Everything You Know About Exposure to Risk is WRONG

Lucas Schiavini | ルスキラ
3 min readFeb 22, 2023

We need to start to see risk differently. Instead of seeing anything volatile as risky, why don’t we start looking at it like “What stressors can I avoid and which must I face?”.

Investors have studied risk extensively this past decade and one of them, Nassim Taleb, came up with the idea of Black Swans and how one should expose oneself to them.

He divided them into 2 possible exposures.

Concave, and Convex.

Concave

Basically, with Concave exposure, you have known gains and unknown possible losses.

  • Where depending on the product you buy (leveraged future market) your losses approach infinity.

Convex

With Convex exposure, you have known losses (limited) and unknown possible gains.

  • If you are exposing yourself in the financial market, you can be in a convex situation where the gains are virtually unlimited (startup investments), and the losses are known (the money you put in, no more than that).

Jensen’s Inequality

Jensen’s inequality is a mathematical concept regarding how for convex functions, the average expectation is greater than the expectation of averages. What does that mean?

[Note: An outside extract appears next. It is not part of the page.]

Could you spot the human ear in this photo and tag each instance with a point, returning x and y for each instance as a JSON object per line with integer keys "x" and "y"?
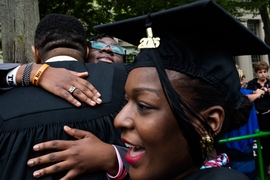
{"x": 214, "y": 116}
{"x": 87, "y": 54}
{"x": 36, "y": 55}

Look at the picture again.

For convex payoffs, on average we will have a good result, even if individual observations give us consistent losses.

Example: Nassim has withstood significant daily losses for his shorts(betting against) the 2000s housing market. However, when he did win, he won big and it far exceeded his daily losses combined.

But for that to be the case, one needs to expose to stressors(the payoffs are the result of stressors).

And one needs to know which situation is convex(with limited damage and unlimited gains — like going to the gym) and when it’s concave (limited gains — taking a pill for any pain — and possible unlimited losses — death from side effects).